United Nations Industrial Development Organisation (UNIDO) and Nigerian Breweries (NB) are making collaborative efforts aimed at sustainably protecting water resources and developing ways to achieve water balance in Nigeria.
The effort is also intended to promote growth in some countries of the world including Nigeria and, according to Nicolas Vervelde, managing director/chief executive of NB, this effort is driven by a desire to create shared value and contribute towards the development of the society and the environment.
Vervelde, who spoke at a forum jointly hosted by NB and UNIDO in Lagos with the theme, ‘Stakeholder Workshop on Water Stewardship in Nigeria,’ noted that the desire to contribute to the environment was evident in their long-term strategy tagged Brewing Better World.
He explained that the strategy was focused on six areas, including protecting water resources, reducing carbon emission, sourcing sustainably, advocating responsible consumption, ensuring health and safety, and growing with communities.
The managing director said in the area of protecting water resources, the company had set out ambitious targets, disclosing that their aim was that, by 2020, they would have reduced water consumption to 3.5 hectolitres per any hectolitre of beer produced in all their breweries.

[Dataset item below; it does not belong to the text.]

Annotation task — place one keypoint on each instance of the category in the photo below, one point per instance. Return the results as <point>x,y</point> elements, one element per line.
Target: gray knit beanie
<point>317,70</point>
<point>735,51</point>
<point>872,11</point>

He said that in water stressed areas, they have a more stringent target of 3.3 hectolitres per hectolitre of beer, saying they had also committed to ensuring significant water compensation by their production units in water scarce and distressed areas.
David Tommy, UNIDO’s country representative revealed that his organization would work with NB, Nigeria government and other stakeholders to identify and overcome cumulative stress on finite water resources shared by multiple stakeholders in selected catchment areas through collaborative effort.
He said that the collaborative effort would, among other things, jointly mobilize resources to upscale the water balancing efforts so that overall water stress could effectively be reduced through collaborative actions, adding that the efforts would also implement targeted water balance projects in an inclusive, participatory and phased approach for overall water stress reduction.
“UNIDO is a specialised agency of the United Nations which promotes inclusive and sustainable industrialization in developing countries and economies in transition,” Tommy informed, adding that the organisation’s activities in Nigeria included poverty reduction, trade capacity building and environment and energy.
In her presentation, the guest speaker, Grace Oloukoi, a senior lecturer at Lead City University, Ibadan, described water as a connector, explaining that water was so important that everybody needed it.